Warum müssen es eigentlich immer ,,viele" Argumente sein ? Du hast doch im Prinzip auch nur eines dagegen.
Manche Sachen sind nunmal auch nicht sooo kompliziert, das man darüber Romane schreiben muss. Einige Argumente habe ich benannt, nämlich dass ich ja mitarbeite an den Werten Deutschlands, und somit ist es eben gewissermaßen kein Zufall, dass ich in diesem Land, so wie es jetzt ist, lebe, weil ich ja auch meinen Anteil daran hatte. Ein weiteres Argument habe ich dir jetzt, einige Zeilen weiter oben, hier in diesem Posting geliefert, wo ich von den Gemeinsamkeiten des Volkes sprach.
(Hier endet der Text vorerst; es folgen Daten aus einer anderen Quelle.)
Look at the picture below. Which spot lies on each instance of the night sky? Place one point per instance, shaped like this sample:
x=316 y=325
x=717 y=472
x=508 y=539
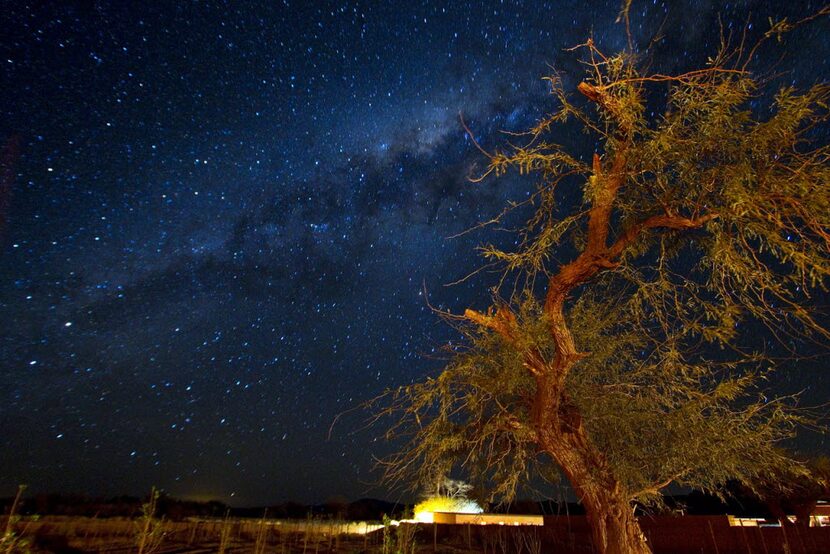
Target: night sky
x=218 y=219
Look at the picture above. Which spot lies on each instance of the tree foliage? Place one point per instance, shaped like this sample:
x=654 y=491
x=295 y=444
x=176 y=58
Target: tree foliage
x=644 y=281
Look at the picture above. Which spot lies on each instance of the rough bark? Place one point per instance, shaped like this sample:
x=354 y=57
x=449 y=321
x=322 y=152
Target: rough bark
x=556 y=420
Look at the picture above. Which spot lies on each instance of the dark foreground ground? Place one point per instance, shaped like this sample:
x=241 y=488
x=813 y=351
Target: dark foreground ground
x=566 y=535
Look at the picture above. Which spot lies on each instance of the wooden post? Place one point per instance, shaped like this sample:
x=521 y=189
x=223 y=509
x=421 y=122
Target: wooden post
x=714 y=540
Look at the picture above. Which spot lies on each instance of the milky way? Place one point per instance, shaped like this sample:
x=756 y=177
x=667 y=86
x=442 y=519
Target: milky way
x=219 y=219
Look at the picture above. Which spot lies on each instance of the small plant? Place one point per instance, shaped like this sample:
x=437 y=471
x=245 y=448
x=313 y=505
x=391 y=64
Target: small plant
x=225 y=533
x=10 y=541
x=150 y=529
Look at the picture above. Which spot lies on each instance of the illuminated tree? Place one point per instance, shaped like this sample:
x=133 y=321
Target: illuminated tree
x=628 y=355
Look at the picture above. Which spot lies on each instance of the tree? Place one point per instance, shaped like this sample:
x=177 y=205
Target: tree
x=627 y=356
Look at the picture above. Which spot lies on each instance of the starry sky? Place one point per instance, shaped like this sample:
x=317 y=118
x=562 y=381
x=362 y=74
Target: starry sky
x=218 y=219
Hinzufügen möchte ich, wie schon 1,2, oder 3 sagte, dass es auch nicht unbedingt rationale Argumente sein müssen (solange die Irrationalität, also die Leitung durch Gefühle, nicht zu Intoleranz oder dummen, nachteilhaften Handlungen führt, und solange die Irrationalität fußt auf einigen rationalen Argumenten, wie die genannte Werte-Identität). Wenn ich, und einige Andere, das subjektive Gefühl haben, stolz auf Deutschland zu sein, dann kann nix schlimmes daran sein, dies auch auszusprechen und mit den ,,Gleichgesinnten" dazu zu stehen, das ist psychologisch positiv für das ,,Gemeinschaftsgefühl" (heißt nicht: Gruppenzwang, Faschismus und Kollektivismus), somit zum Beispiel auch positiv für die wirtschaftliche Entwicklung des Landes.
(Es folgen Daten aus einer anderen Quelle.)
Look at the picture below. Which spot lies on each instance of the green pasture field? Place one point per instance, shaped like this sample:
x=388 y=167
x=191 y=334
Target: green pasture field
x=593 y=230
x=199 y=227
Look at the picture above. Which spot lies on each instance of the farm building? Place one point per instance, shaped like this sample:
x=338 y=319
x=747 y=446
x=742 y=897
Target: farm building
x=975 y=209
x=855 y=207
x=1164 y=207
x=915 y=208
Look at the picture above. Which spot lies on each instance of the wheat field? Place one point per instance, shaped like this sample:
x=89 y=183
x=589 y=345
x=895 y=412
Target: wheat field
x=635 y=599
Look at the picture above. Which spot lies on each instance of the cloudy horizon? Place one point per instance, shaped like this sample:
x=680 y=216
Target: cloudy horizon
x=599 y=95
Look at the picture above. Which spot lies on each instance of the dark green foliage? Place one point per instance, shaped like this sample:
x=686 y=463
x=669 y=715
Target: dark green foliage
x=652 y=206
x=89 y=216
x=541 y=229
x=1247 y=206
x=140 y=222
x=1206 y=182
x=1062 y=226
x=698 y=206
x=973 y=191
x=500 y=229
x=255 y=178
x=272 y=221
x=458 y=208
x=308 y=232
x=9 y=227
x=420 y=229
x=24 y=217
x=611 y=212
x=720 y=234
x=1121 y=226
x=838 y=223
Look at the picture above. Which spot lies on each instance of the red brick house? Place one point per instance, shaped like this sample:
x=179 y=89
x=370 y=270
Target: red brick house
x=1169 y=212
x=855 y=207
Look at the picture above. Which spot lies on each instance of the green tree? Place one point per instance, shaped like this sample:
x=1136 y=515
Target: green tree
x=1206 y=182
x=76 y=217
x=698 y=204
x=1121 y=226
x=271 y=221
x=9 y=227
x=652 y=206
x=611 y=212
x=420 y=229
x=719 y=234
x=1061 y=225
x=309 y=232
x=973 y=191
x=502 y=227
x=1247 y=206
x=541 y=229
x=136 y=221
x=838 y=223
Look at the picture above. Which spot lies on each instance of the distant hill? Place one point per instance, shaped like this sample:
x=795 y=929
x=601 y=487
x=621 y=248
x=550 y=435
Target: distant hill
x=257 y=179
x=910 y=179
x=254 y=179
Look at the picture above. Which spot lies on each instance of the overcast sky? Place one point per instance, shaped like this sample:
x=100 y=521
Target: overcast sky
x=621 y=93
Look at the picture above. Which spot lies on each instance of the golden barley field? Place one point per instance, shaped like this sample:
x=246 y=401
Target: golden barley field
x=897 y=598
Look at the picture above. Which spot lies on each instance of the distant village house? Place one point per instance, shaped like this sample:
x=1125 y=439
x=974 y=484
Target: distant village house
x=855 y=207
Zitat von Frozen Smile Verstehste deine eigenen posts nicht? du benutzt im gesamten posting die begriffe faschismus und nationalsozialismus absolut gleichwertig.
Wo ?
Zitat von Frozen Smile Weißt du, was ich interessant finde? Deine antworten sind immer zwei oder dreizeiler mit minimalem argumentativen wert...irgendwo beweist du deine eigene unfähigkeit, deine position für normale menschen verständlich zu begründen. patri-idiot eben.
Das andere Extrem ist, seitenweise zu schreiben und dabei nur zu labern. Wie in dem Buch ,,Ribbecks Racker", wo Lothar Matthäus gerade ein Buch von Franz Beckenbauer liest: ,,Viel reden, nix sagen." Ich halte mich deswegen zum Thema Patriotismus hier kurz, weil es hier nicht direkt zum Thema gehört, sondern hier geht's um Neonazis bzw. unter Umständen noch um Rechtsextremismus / Rechtsradikale. In einem anderen Thread hast du dich beschwert, dass mein Posting die Diskussion ,,nicht vorantreibt", auch wenn es Bezug zum Thread nehmen würde, da bist du dann plötzlich so streng, was beim-Thema-bleiben betrifft. Ich würde dich also bitten, da nicht mit zweierlei Maß zu messen. Es gibt ja auch Andere, die nicht immer Romane schreiben, und das ist auch völlig akzeptabel, es gibt ja noch andere Dinge als Foren.